WASHINGTON — A battle is shaping up between Donald Trump’s White House and one of the world’s largest manufacturers of protective medical gear — and Canada’s supply of surgical masks, a mission-critical tool in the fight against COVID-19, is hanging in the balance.
Minnesota-based 3M says the Trump administration is trying to prevent it from exporting its N95 respirators, the high-grade facemasks that are in high demand and dwindling supply around the world as health professionals, and now members of the North American public, try to defend themselves against the novel coronavirus.
We hit 3M hard today after seeing what they were doing with their Masks. “P Act” all the way. Big surprise to many in government as to what they were doing – will have a big price to pay!— Donald J. Trump (@realDonaldTrump) April 3, 2020
Prime Minister Justin Trudeau kept his diplomatic cool Friday as he was barraged with questions about whether Canada’s critical supply of the masks is now in jeopardy.
As he has done from the outset of the outbreak, Trudeau insisted that ongoing talks with the U.S. to maintain the two-way flow of goods and services over a border now closed to non-essential travel would continue.
“We are receiving essential supplies from the United States, but the United States also receives essential supplies and products and indeed health-care professionals from Canada every single day,” he said.
“These are things that Americans rely on, and it would be a mistake to create blockages or reduce the amount of back-and-forth trade of essential goods and services, including medical goods, across our border. That is the point we are making very clearly to the American administration right now.”
The company was singled out for criticism Thursday by President Donald Trump, who has invoked the U.S.’s Defense Production Act to compel 3M to prioritize orders from the Federal Emergency Management Agency for masks to help meet soaring American demand.

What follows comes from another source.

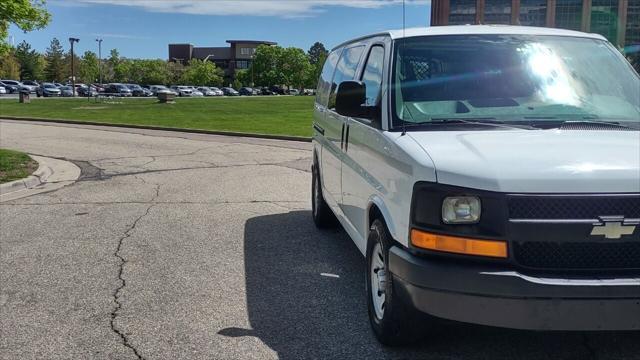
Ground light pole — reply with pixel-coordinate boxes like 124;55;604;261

“We hit 3M hard today after seeing what they were doing with their Masks,” Trump tweeted. “’P Act’ all the way. Big surprise to many in government as to what they were doing — will have a big price to pay!”
Demand for so-called personal protective equipment — gloves, gowns, face shields and the all-important N95 masks — has been soaring around the world as overtaxed doctors, nurses and hospitals struggle to manage the spike in COVID-19 cases while protecting themselves from infection.

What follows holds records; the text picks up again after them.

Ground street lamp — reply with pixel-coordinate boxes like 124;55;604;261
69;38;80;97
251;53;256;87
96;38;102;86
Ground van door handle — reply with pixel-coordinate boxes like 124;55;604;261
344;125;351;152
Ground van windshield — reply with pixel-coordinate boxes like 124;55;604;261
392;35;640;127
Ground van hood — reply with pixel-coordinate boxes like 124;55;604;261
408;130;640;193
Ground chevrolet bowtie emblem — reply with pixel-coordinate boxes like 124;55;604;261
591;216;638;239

And now that the Centers for Disease Control and others in the health community have started recommending everyone wear some sort of face covering while out in public, the scarcity of medical-grade masks is sure to get even worse.

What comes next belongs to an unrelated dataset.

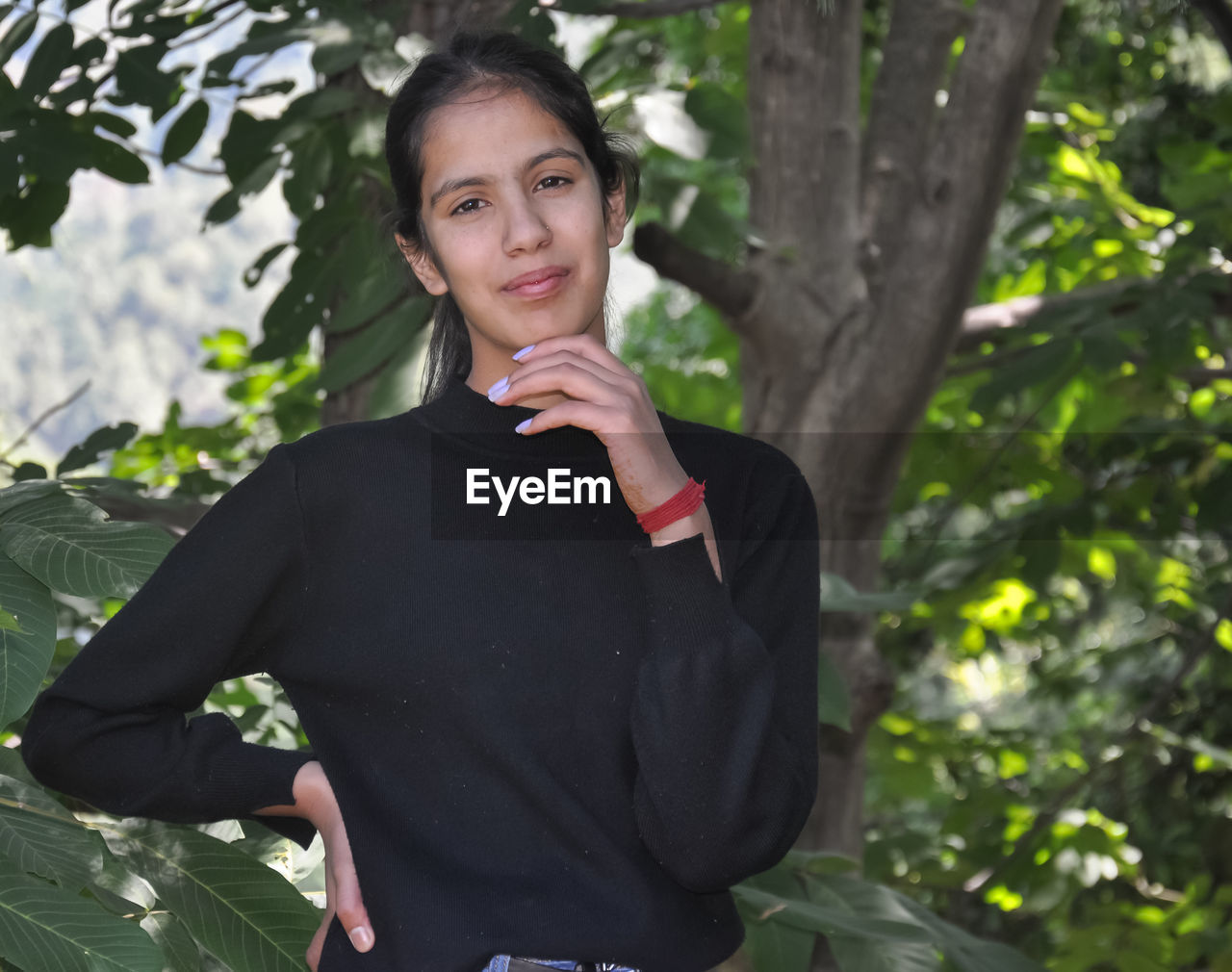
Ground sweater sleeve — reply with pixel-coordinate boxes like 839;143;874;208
21;445;316;846
632;467;820;892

“Over the last several days, we had some issues making sure that all of the production that 3M does around the world, enough of it is coming back here to the right places,” White House trade adviser Peter Navarro said Thursday.
“So what’s going to happen, the signing of that order in ‘Trump time,’ is we’re going to resolve that issue with 3M probably by tomorrow close of business because we can’t afford to lose days or hours, even minutes in this crisis.”
3M says it has already “gone above and beyond” to maximize production of the masks for the U.S. market, and was doing so long before the Defense Production Act was invoked.
“We appreciate the authorities in the DPA that provide a framework for us to expand even further the work we are doing in response to the global pandemic crisis,” the company said.
“We will continue to maximize the amount of respirators we can produce on behalf of U.S. health care workers, as we have every single day since this crisis began.”
Both Trudeau and Deputy Prime Minister Chrystia Freeland acknowledged 3M’s message as a sign they would not be cutting off export markets any time soon.
“3M has indicated that it understands how important it is to continue with delivering on orders to places like Canada, because there is much trade that goes back and forth in essential services and it could end up hurting Americans as much as it hurts anybody else,” Trudeau said.
The prime minister said he’s confident that message is getting through, and demurred when asked whether Canada was contemplating any retaliatory measures.
“I am confident that the close and deep relationship between Canada and the U.S. will hold strong, and we will not have to see interruptions in supply chains in either direction.”
Freeland said the government is planning to ‘pull out all the stops’ to press the U.S. on its plans to limit supplies to Canada. She said all ministers are in touch with their U.S. counterparts and the provincial premiers have also been asked to get involved.